Per la Cassazione la revisione può scattare solo se muta l'assetto patrimoniale di entrambe le parti

di Marina Crisafi - Non può essere ridotto l'assegno divorzile se la sopravvenuta modifica delle condizioni economiche degli ex coniugi non è idonea "a mutare il pregresso assetto patrimoniale realizzato con il precedente provvedimento attributivo dell'assegno, secondo una valutazione comparativa delle condizioni economiche di entrambe le parti".

Così ha deciso la prima sezione civile della Cassazione, con la sentenza n. 15368/2015 (qui sotto allegata), rigettando il ricorso di un uomo costretto a pagare all'ex moglie 2.500 euro al mese pur guadagnandone poco più di mille.

Per la Corte d'Appello, che aveva rideterminato la cifra su reclamo della donna (precedentemente abbassata a 1.500 euro data l'indipendenza economica raggiunta dalle figlie), è vero che il reddito dell'uomo, come risultante dalle dichiarazioni dei redditi era pari a circa 13mila euro annui, ma allo stesso modo ciò era irrilevante a fronte delle rendite finanziarie e degli investimenti realizzati dall'uomo, come evidenziati dalla Ctu, peraltro collaboratore di una srl.

Il marito, non convinto, ricorreva per Cassazione lamentando che la sua situazione patrimoniale era peggiorata mentre l'ex moglie godeva di un reddito più elevato essendo anche titolare di ingenti patrimoni immobiliari. A suo dire, dunque, aveva sbagliato il giudice d'appello a non tenere conto di tutto questo e degli elementi sopravvenuti alla pronuncia di divorzio e, segnatamente, del peggioramento delle sue condizioni economiche date la riduzione del reddito personale a circa mille euro e il depauperamento del patrimonio immobiliare.

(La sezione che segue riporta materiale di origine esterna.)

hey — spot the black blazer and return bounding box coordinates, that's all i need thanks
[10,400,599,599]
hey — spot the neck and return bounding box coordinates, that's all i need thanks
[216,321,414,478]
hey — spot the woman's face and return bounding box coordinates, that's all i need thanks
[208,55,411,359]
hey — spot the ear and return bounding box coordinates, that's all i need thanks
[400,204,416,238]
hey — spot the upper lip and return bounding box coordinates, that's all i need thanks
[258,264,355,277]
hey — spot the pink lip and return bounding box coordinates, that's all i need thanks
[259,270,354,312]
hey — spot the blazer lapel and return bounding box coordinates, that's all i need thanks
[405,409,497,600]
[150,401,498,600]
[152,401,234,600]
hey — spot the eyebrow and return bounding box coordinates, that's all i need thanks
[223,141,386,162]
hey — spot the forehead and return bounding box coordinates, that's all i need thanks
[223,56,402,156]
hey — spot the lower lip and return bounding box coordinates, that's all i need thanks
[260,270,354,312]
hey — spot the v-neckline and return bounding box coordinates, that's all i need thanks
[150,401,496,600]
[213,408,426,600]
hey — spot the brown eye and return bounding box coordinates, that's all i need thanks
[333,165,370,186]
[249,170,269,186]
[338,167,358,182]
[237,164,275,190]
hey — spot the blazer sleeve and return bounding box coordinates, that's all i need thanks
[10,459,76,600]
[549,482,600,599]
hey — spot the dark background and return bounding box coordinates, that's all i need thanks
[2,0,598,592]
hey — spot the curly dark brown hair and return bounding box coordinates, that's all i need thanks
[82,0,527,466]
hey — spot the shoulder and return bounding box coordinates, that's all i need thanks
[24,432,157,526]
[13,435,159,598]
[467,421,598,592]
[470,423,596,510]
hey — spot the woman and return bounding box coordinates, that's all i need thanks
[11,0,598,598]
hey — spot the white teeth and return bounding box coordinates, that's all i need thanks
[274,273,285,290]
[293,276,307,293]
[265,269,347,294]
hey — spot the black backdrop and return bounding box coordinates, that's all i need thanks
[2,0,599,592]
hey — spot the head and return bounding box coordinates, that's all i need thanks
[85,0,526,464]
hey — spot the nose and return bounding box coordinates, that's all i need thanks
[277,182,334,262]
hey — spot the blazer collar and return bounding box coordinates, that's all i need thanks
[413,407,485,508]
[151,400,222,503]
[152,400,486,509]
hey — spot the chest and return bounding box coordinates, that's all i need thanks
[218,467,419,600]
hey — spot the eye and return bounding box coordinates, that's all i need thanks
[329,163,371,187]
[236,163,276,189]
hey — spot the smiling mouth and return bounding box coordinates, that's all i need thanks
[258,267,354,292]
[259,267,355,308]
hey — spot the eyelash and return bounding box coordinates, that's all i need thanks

Ma il Palazzaccio gli dà picche.

In sede di revisione, ha confermato la S.C. dando ragione alla corte territoriale, "il giudice non può procedere a una nuova e autonoma valutazione dei presupposti o dell'entità dell'assegno, sulla base di una diversa ponderazione delle condizioni economiche delle parti ma, nel pieno rispetto delle valutazioni espresse al momento dell'attribuzione dell'emolumento, deve limitarsi a verificare se e in che misura le circostanze sopravvenute abbiano alterato l'equilibrio così raggiunto e ad adeguare l'importo o lo stesso obbligo della contribuzione alla nuova situazione patrimoniale". Nel caso di specie, ha quindi concluso la Cassazione, il ricorrente si è limitato a riproporre la valutazione comparativa del reddito di entrambi già posta a fondamento della pronuncia di divorzio, "non evidenziando circostanze sopravvenute idonee ad alterare il quadro economico di riferimento". Per cui, in definitiva, ricorso rigettato e ricorrente condannato a pagare le spese.